La même année, s'adressant aux membres de la Confédération syndicale italienne, le Pape François a fait l'éloge des syndicats en tant que "prophètes" qui donnent une voix aux travailleurs.euses et défendent leur dignité.
"Les syndicats sont l'expression du profil prophétique de la société. Les syndicats naissent et renaissent chaque fois que, comme les prophètes bibliques, ils donnent une voix à celles et ceux qui n'en ont pas, dénoncent celles et ceux qui 'vendent les nécessiteux pour une paire de sandales', démasquent les puissants qui piétinent les droits des travailleurs.euses les plus vulnérables, défendent la cause des étranger.e.s, des plus petit.e.s, des rejeté.e.s."

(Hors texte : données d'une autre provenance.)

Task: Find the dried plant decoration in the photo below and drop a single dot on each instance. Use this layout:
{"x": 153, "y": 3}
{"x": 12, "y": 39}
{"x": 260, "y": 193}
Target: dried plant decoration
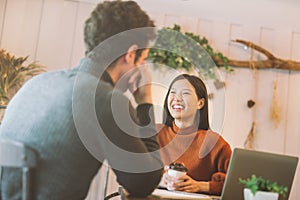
{"x": 13, "y": 73}
{"x": 275, "y": 110}
{"x": 249, "y": 142}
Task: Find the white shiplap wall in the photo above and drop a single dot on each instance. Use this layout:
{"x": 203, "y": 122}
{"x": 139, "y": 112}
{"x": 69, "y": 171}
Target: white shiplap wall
{"x": 51, "y": 32}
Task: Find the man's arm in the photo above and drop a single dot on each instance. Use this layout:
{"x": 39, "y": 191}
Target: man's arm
{"x": 132, "y": 150}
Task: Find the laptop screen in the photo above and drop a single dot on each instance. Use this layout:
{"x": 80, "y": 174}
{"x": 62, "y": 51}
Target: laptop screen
{"x": 275, "y": 167}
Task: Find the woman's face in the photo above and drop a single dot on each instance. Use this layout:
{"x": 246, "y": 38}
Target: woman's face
{"x": 183, "y": 102}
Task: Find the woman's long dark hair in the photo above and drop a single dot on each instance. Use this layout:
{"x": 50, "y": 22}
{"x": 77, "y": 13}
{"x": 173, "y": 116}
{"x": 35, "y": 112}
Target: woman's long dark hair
{"x": 202, "y": 114}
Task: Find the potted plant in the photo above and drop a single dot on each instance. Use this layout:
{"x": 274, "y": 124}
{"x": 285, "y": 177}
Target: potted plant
{"x": 179, "y": 50}
{"x": 258, "y": 188}
{"x": 13, "y": 73}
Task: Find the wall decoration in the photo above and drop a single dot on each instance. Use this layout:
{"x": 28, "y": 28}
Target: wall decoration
{"x": 13, "y": 73}
{"x": 275, "y": 110}
{"x": 271, "y": 62}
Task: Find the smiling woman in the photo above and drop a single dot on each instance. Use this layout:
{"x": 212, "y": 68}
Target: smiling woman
{"x": 186, "y": 138}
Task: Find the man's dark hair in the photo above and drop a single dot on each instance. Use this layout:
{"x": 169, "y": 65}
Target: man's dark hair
{"x": 201, "y": 92}
{"x": 112, "y": 17}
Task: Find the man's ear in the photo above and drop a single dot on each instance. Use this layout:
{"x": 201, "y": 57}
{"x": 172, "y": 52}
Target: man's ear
{"x": 130, "y": 54}
{"x": 201, "y": 103}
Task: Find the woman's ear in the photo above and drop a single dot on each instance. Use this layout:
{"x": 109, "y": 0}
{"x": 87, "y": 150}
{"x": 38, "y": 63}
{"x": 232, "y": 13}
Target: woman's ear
{"x": 130, "y": 54}
{"x": 201, "y": 103}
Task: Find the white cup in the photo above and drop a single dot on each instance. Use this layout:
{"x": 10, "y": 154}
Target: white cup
{"x": 176, "y": 174}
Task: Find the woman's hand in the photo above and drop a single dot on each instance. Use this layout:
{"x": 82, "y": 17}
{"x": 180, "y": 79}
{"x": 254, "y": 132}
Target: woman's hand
{"x": 187, "y": 184}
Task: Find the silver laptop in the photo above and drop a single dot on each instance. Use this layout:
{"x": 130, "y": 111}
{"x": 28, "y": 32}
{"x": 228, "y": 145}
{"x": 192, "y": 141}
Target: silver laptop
{"x": 244, "y": 163}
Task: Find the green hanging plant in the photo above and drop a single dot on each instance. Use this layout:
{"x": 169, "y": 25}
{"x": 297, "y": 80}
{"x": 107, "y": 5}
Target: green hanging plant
{"x": 260, "y": 184}
{"x": 186, "y": 51}
{"x": 13, "y": 73}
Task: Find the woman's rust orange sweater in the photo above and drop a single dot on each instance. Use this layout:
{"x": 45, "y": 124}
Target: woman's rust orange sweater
{"x": 205, "y": 153}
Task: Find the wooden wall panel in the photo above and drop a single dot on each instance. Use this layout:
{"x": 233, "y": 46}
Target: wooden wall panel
{"x": 78, "y": 49}
{"x": 3, "y": 4}
{"x": 158, "y": 18}
{"x": 238, "y": 91}
{"x": 188, "y": 24}
{"x": 170, "y": 20}
{"x": 204, "y": 28}
{"x": 292, "y": 142}
{"x": 57, "y": 33}
{"x": 21, "y": 27}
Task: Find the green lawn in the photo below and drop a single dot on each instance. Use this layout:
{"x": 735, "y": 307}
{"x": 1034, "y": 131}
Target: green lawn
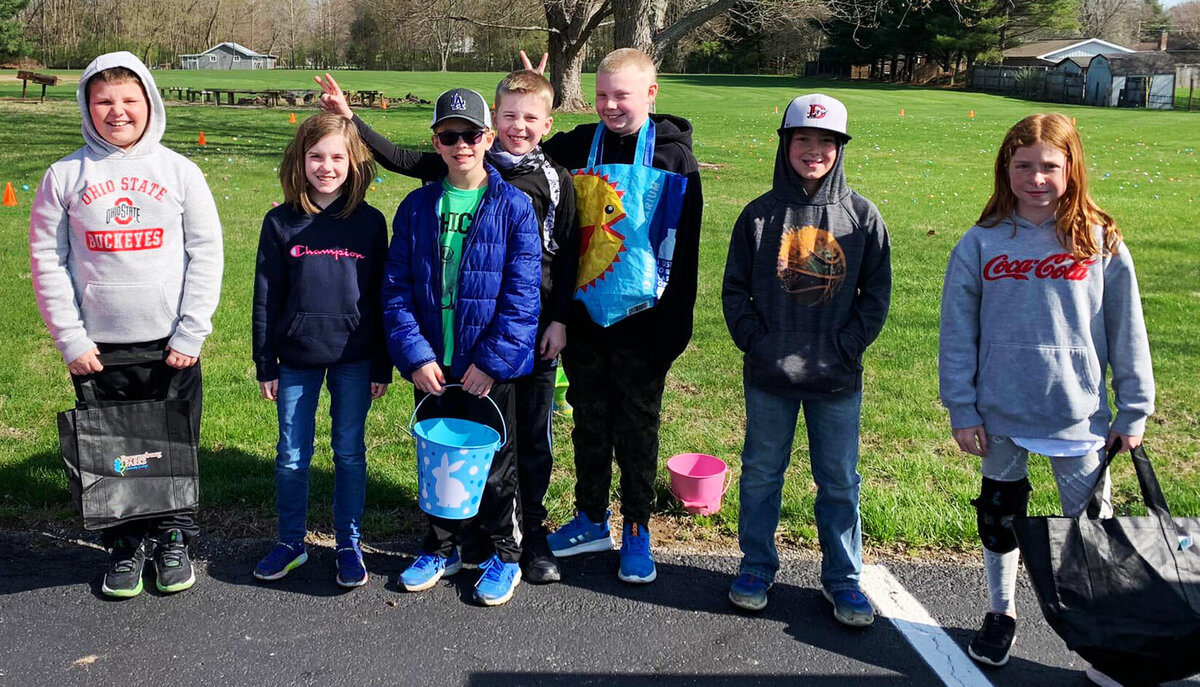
{"x": 929, "y": 172}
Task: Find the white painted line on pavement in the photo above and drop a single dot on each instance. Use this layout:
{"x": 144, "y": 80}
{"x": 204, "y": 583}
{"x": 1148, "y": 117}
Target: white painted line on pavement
{"x": 924, "y": 633}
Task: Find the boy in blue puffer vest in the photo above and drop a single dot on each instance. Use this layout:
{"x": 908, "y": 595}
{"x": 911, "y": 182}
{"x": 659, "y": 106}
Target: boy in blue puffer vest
{"x": 461, "y": 300}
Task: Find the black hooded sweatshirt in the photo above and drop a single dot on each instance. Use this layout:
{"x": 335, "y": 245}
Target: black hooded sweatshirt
{"x": 807, "y": 284}
{"x": 661, "y": 332}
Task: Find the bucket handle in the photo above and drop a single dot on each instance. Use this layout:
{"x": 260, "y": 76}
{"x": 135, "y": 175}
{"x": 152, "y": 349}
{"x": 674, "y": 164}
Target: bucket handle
{"x": 504, "y": 426}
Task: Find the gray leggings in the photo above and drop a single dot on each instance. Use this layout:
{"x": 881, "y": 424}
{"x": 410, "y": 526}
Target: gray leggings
{"x": 1075, "y": 476}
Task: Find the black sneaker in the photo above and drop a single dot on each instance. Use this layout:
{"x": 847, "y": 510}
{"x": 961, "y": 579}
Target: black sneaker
{"x": 173, "y": 567}
{"x": 994, "y": 640}
{"x": 538, "y": 561}
{"x": 124, "y": 575}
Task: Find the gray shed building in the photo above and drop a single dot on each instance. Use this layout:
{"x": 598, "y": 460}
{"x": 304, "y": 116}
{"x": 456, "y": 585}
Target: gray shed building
{"x": 228, "y": 55}
{"x": 1132, "y": 79}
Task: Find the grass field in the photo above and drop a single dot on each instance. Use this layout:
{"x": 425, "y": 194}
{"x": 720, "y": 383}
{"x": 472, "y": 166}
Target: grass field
{"x": 928, "y": 172}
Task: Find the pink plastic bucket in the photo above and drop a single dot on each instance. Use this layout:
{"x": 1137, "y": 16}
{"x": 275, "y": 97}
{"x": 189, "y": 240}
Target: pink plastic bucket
{"x": 699, "y": 481}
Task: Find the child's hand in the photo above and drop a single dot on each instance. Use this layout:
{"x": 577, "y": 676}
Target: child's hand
{"x": 972, "y": 440}
{"x": 333, "y": 100}
{"x": 477, "y": 382}
{"x": 1127, "y": 441}
{"x": 178, "y": 360}
{"x": 85, "y": 364}
{"x": 552, "y": 341}
{"x": 541, "y": 66}
{"x": 430, "y": 378}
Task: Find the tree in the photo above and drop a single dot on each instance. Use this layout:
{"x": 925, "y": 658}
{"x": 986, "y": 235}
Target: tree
{"x": 12, "y": 31}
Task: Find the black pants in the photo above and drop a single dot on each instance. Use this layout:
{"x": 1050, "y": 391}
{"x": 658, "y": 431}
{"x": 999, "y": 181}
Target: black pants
{"x": 535, "y": 456}
{"x": 145, "y": 383}
{"x": 617, "y": 398}
{"x": 498, "y": 518}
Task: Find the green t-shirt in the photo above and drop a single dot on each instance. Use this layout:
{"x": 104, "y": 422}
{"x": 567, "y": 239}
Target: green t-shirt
{"x": 456, "y": 209}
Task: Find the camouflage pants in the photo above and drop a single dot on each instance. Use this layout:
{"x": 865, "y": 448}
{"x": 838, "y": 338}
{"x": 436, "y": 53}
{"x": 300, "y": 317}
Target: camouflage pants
{"x": 617, "y": 396}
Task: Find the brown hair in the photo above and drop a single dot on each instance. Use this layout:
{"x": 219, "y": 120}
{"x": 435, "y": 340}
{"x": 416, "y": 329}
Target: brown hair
{"x": 1077, "y": 211}
{"x": 309, "y": 133}
{"x": 525, "y": 82}
{"x": 114, "y": 76}
{"x": 623, "y": 58}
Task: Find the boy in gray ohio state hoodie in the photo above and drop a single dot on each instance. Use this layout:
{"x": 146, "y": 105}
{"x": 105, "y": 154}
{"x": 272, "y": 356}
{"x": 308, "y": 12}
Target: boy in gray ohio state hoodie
{"x": 807, "y": 288}
{"x": 126, "y": 256}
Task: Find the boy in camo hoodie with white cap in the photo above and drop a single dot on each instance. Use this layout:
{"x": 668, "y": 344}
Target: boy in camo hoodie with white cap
{"x": 126, "y": 256}
{"x": 807, "y": 288}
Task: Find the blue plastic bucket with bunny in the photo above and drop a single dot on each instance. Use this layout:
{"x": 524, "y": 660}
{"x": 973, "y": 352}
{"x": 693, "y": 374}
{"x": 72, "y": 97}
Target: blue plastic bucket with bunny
{"x": 453, "y": 460}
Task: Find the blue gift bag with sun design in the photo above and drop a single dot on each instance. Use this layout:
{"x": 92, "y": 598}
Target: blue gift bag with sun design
{"x": 628, "y": 219}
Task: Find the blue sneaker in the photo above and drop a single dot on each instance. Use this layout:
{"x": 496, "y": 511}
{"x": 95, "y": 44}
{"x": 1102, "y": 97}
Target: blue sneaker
{"x": 749, "y": 592}
{"x": 427, "y": 569}
{"x": 581, "y": 536}
{"x": 498, "y": 583}
{"x": 351, "y": 571}
{"x": 283, "y": 559}
{"x": 636, "y": 562}
{"x": 850, "y": 607}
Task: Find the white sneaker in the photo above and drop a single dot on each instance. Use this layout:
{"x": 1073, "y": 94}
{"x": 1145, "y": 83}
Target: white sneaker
{"x": 1101, "y": 679}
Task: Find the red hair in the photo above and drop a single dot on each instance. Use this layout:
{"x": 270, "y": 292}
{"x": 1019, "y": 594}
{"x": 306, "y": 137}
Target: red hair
{"x": 1077, "y": 211}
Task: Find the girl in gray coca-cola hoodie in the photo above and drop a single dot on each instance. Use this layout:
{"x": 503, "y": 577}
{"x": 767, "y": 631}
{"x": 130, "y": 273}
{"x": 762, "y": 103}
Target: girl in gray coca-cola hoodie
{"x": 126, "y": 257}
{"x": 1039, "y": 303}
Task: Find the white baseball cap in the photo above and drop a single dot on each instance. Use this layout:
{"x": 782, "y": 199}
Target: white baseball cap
{"x": 816, "y": 111}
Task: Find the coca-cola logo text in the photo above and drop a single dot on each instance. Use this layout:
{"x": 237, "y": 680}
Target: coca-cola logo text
{"x": 1059, "y": 266}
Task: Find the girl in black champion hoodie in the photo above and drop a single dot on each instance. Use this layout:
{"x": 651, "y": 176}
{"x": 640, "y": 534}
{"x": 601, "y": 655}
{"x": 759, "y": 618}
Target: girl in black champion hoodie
{"x": 318, "y": 318}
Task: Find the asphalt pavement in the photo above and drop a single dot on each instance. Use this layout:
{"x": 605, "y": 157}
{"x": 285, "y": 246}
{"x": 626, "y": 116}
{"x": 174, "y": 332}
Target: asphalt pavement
{"x": 231, "y": 631}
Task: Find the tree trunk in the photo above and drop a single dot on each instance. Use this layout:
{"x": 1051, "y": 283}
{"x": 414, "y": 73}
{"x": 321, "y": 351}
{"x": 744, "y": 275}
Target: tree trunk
{"x": 565, "y": 70}
{"x": 635, "y": 22}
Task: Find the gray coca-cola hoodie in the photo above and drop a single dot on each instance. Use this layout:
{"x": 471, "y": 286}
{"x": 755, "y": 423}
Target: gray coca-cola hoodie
{"x": 125, "y": 245}
{"x": 808, "y": 284}
{"x": 1027, "y": 336}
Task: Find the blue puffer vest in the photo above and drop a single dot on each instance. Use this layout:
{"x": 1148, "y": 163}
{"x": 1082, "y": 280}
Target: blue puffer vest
{"x": 499, "y": 281}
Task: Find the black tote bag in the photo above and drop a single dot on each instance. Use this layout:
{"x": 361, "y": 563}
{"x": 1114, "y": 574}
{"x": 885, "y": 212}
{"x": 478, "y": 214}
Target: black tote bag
{"x": 130, "y": 460}
{"x": 1122, "y": 592}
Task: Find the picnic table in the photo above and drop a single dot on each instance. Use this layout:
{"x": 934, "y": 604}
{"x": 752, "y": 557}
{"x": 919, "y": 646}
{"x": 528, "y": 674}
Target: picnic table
{"x": 43, "y": 79}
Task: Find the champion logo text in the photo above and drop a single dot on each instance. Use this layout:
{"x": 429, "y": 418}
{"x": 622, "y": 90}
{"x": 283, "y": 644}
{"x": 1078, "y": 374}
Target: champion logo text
{"x": 1059, "y": 266}
{"x": 336, "y": 254}
{"x": 119, "y": 240}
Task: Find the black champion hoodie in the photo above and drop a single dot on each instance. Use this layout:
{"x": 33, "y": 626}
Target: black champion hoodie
{"x": 808, "y": 284}
{"x": 663, "y": 332}
{"x": 317, "y": 285}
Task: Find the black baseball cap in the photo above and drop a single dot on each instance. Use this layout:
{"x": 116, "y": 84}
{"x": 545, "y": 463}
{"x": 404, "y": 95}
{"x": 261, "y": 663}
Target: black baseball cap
{"x": 462, "y": 103}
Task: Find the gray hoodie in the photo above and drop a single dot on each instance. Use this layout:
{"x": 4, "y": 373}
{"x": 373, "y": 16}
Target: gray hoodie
{"x": 808, "y": 284}
{"x": 1027, "y": 336}
{"x": 125, "y": 245}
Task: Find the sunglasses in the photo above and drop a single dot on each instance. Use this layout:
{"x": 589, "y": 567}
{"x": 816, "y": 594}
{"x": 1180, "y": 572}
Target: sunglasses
{"x": 468, "y": 137}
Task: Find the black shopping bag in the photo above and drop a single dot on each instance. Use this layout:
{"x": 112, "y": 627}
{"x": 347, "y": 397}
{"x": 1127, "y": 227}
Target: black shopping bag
{"x": 130, "y": 460}
{"x": 1122, "y": 592}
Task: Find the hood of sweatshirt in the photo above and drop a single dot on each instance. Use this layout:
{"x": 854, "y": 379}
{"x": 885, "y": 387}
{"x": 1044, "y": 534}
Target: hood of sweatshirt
{"x": 157, "y": 123}
{"x": 789, "y": 186}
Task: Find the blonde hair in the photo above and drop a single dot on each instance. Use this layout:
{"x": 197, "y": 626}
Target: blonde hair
{"x": 309, "y": 133}
{"x": 623, "y": 58}
{"x": 1077, "y": 213}
{"x": 525, "y": 82}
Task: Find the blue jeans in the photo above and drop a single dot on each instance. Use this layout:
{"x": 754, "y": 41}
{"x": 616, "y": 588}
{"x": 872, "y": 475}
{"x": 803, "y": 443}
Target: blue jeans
{"x": 349, "y": 394}
{"x": 833, "y": 450}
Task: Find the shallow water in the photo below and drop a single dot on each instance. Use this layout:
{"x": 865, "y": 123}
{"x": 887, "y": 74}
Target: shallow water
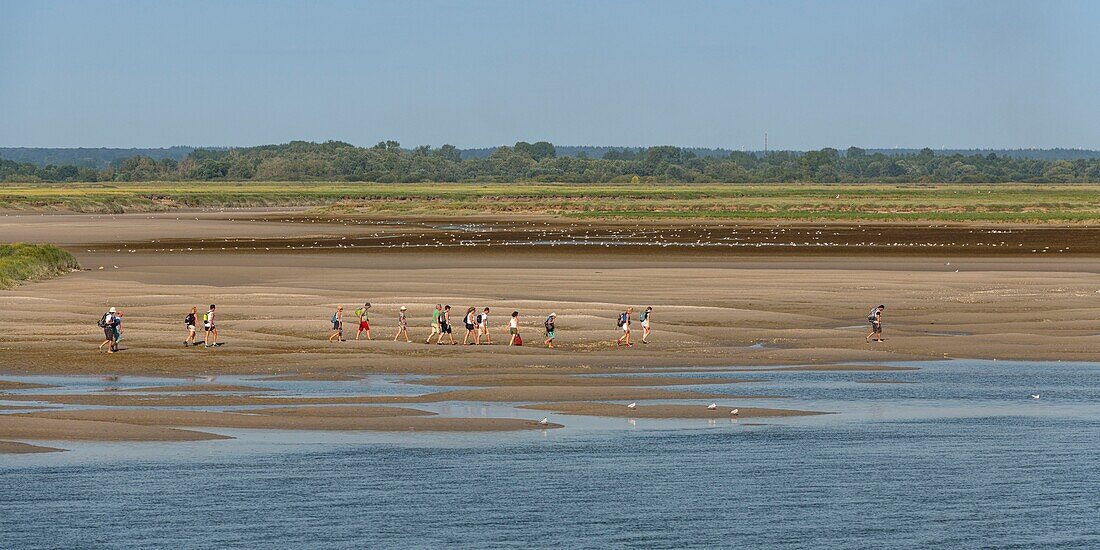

À la même occasion, il a critiqué le capitalisme moderne qui privilégie le profit au détriment des personnes. "Le capitalisme de notre époque ne comprend pas la valeur du syndicat, parce qu'il a oublié la nature sociale de l'économie.
En 2022, s'adressant aux membres de la Confédération générale italienne du travail (CGIL), affiliée à l'ISP, le Pape François a déclaré:"Il n'y a pas de syndicat sans travailleurs.euses, et il n'y a pas de travailleurs.euses libres sans syndicat". Il a insisté sur le fait que les syndicats sont appelés à être"une voix pour les sans-voix", soulignant que"vous devez faire du bruit pour donner une voix aux sans-voix".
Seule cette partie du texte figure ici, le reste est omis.